Questo sito è tenuto molto bene, ma fa pensare anche a tutto il resto. Un’Italia che prima di essere guerrafondaia è piena di cultura; di buona o cattiva manutenzione del nostro patrimonio storico-artistico. E benché di tutto questo ne abbiano da tempo più prove, resta l’amarezza di quello che si sarebbe potuto fare e che si potrebbe ancora fare. Come sempre. Ma le sovvenzioni più spesso vanno ad aziende e a progetti dal profilo poco chiaro. Che dire se ultimamente si preferisce incentivare la produzione di armi invece che di strutture del genere? Se neppure invertire la rotta della disoccupazione e della crisi rimane tra le priorità del governo Draghi?

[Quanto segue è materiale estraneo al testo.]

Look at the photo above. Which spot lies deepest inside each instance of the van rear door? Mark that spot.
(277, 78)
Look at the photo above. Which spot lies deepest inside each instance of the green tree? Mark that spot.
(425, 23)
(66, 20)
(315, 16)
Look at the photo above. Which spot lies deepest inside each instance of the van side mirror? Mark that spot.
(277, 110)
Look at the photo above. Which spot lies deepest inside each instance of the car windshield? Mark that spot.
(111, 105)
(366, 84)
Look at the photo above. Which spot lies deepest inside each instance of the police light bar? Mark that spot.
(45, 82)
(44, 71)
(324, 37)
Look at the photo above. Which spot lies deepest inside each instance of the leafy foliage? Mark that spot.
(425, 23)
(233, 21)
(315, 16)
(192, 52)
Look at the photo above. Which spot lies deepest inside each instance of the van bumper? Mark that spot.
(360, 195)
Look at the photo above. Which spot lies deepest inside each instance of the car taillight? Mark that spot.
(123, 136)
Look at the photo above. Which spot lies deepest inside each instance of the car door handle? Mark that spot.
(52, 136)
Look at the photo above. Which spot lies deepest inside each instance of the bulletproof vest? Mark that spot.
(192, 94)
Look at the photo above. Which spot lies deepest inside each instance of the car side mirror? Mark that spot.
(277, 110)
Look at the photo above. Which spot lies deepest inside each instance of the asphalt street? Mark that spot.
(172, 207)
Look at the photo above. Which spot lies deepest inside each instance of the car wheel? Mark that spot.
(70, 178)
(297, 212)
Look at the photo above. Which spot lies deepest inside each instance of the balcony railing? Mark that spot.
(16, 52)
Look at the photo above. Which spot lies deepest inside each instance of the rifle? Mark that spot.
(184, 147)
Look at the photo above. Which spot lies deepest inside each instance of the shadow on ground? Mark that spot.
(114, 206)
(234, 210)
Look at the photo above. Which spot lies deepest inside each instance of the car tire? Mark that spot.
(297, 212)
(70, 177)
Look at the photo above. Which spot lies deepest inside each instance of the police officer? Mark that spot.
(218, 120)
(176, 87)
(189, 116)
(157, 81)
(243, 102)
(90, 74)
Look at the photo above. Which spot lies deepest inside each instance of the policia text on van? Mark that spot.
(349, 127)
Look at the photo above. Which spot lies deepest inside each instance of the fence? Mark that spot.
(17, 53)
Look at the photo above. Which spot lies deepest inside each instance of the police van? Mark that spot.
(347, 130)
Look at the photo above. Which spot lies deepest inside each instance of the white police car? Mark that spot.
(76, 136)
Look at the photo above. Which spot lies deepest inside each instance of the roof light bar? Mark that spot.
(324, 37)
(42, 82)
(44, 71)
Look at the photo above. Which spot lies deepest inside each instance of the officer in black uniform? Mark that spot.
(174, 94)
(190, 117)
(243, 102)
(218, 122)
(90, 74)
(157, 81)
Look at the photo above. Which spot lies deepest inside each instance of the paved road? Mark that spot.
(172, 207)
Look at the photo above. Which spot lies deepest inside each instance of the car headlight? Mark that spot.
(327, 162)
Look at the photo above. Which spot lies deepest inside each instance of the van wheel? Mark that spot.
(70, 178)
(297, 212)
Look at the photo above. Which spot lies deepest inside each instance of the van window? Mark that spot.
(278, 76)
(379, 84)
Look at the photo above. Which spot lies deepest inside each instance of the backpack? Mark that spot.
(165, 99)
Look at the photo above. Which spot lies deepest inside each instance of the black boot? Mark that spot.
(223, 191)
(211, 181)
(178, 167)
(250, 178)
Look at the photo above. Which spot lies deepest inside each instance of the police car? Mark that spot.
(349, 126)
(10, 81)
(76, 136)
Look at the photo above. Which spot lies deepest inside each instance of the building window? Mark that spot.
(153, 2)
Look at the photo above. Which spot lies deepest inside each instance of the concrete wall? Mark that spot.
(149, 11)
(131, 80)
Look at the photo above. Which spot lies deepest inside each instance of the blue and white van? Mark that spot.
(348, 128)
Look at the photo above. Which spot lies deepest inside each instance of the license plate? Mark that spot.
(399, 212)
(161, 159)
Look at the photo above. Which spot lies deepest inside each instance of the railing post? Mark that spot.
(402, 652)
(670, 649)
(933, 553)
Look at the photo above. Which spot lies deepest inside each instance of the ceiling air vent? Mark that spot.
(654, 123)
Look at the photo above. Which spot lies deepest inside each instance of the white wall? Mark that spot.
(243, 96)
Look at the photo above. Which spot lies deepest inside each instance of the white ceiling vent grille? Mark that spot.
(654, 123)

Nulla di nuovo. Ormai è quello a cui noi tutti siamo abituati da anni. Tra un governo tecnico e l’altro. Un’infinita partita di calcio, il rimpallo continuo, con un solo buon allenatore: Mattarella. Però in tutto ciò balza agli occhi un’altra bruttura, come se non ce ne fossero abbastanza. Le transenne, le inferriate, i cancelli, i lucchetti, le recinzioni, le aree videosorvegliate, i sorveglianti, a delimitare gli spazi, a organizzarli, a restringerli, a ordinarli, a chiuderli, a privatizzarli, ancora e ancora una volta. Come in questa foto, c’è una vista stupenda di un paesaggio marino inquinato da una prigione di ferro; la segregazione delle menti, della vista e della cultura. Sarebbe bello se bastasse questo a conservare e preservare. Fosse così, si riuscirebbe anche ad accettarne la bruttura.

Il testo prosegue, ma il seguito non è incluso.